Your Name

Cast: Ryunosuke Kamiki, Mone Kamishiraishi 

Director: Makoto Shinkai

Running time: 1 hour 46 minutes

by Jericho Cerrona

In adapting his own novel, writer-director Makoto Shinakai has essentially created a genre collage with Your Name; hopscotching from romance, sci-fi body-swap comedy, time-travel yarn, and into something altogether more ambitious with reckless abandon. Though the film will no doubt be praised for storytelling audacity, particularly in the twist-heavy third act, the picture is best during the hushed simplicity of its early moments. It's almost as if, fearing audiences would find the intimate longing of his two central characters too generic, Shinakai piles on the plot reversals to the point where the heart of the story becomes mired in overstuffed narrative machinations.

Things begin quaintly enough with the introduction of Mitusha (voiced by Mone Kamishiraishi) and Taki (Ryunosuke Kamiki), two young characters living on opposite sides of the spectrum, both geographically and metaphorically. Whereas Taki lives with his father in Tokyo, Mitusha resides in a small village with her sister and grandmother, but both seem to harbor similar yearnings. Essentially, Taki and Mitusha hope to escape their surroundings; to be free, to explore, to unburden themselves from the stifling environments they find themselves trapped in. The catch here is the gradual realization that the two strangers have been randomly switching bodies, a trope Shinakai mines for its inherent humor as well as emotional weight. Eventually, they figure out a way to communicate, keeping tabs on where one swap ends and the other begins, leading to some body-switching dating hijinks and unwanted outbursts. 

In exploring the possibilities of seeing the world through another's eyes, Your Name is keenly aware of both the thrill and downsides of such a scenario. At its best, the film gets at the small disappointments and larger devastation of realizing the universality of aimlessness, no matter where one resides geographically. Once a falling comet is introduced (a metaphor for the nation’s 2011 earthquake and tsunami) and the body-swapping ceases, things start careening into time-bending directions which speaks to Shinakai's noble ambitions even as it deflates much of the film's early charm. To be fair, the cosmic-spanning grandeur of the finale is gorgeously rendered; with a blend of photo-realistic animation and dreamlike colors splashing across the screen, but the manic overdrive of the storytelling still feels at odds with the picture's simple romanticism.

The idea of thinking you've met someone before, have known them in some past life, or even lived inside their body through a distant memory, is a palpable thematic device ripe with erotically-charged undercurrents. Your Name is therefore at its most sublime when leaning into such feelings; locating Mitusha and Taki's inexplicable pull toward one another and the tensions arising out of the uncertainty of romantic entanglement.
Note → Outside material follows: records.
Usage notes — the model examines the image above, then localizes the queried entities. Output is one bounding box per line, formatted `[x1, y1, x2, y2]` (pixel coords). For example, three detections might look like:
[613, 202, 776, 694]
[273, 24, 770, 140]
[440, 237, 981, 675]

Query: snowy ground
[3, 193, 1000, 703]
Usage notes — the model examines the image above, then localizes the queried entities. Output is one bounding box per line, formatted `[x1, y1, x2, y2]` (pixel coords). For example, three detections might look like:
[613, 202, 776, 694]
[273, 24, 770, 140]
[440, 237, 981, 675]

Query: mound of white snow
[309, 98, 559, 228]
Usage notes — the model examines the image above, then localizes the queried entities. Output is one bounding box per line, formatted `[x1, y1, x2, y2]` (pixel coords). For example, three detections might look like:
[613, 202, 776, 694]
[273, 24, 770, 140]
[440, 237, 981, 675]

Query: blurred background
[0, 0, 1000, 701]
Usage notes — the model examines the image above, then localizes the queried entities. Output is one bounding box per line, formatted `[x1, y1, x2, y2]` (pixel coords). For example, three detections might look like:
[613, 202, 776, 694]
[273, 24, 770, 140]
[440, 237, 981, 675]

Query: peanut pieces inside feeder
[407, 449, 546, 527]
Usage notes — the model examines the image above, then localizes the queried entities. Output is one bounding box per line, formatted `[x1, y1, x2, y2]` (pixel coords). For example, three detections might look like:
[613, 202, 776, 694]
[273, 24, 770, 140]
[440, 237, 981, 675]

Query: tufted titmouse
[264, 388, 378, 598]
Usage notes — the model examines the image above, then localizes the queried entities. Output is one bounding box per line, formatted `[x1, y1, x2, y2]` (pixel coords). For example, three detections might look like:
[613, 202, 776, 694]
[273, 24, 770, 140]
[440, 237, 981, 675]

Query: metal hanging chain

Ultimately, however, since Shinakai wants to blow our minds as well as tug our heartstrings, the film's emotional core gets sidetracked by its own attempts at one-upping itself narratively. Rather than being wowed by the  time-space-continuum weirdness atop a mountain during the climax, we long for these characters to return to the vibrant simplicity of their surroundings in order to locate that very basic thing that makes us all human; a yearning to connect.